Sergio Ramírez
Ambos fueron por mucho tiempo los villanos de la historia de la revolución mexicana, sin monumentos ni pedestales, sin calles que llevaran su nombre, sin museos donde se recordaran sus hazañas. Fueron los bandoleros execrables, responsables de asesinatos, arbitrariedades y abusos, enemigos del nuevo orden que era necesario crear. Los malos de la película. La memoria popular lavó sus nombres de culpas sangrientas, y convirtió, si acaso, sus pecados capitales en pecados veniales.

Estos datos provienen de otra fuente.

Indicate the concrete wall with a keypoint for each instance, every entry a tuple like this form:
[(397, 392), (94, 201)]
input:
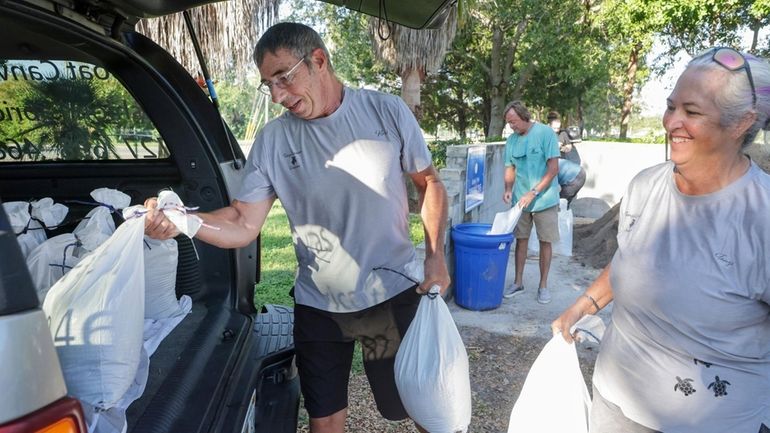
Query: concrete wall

La historia oficial no los toleraba, y los héroes públicos eran los que se habían quedado en el poder, los que representaban al nuevo estado revolucionario en vías de su institucionalización. Carranza, Obregón, Calles, los generales victoriosos, los que se habían sentado en la silla del águila. El brazo que Obregón perdió tras la batalla de Celaya, donde derrotó a las tropas de Pancho Villa fue preservado por años en formalina, hasta no ser piadosamente incinerado. Igual, el general Santana, en el siglo anterior, había ordenado un funeral de estado para su pierna, perdida también en otra batalla. Para quedar en la leyenda, sin embargo, no basta ser asesinado, como fue asesinado Madero, como lo fue Carranza, y como lo fue Obregón, todos ellos, además, a traición.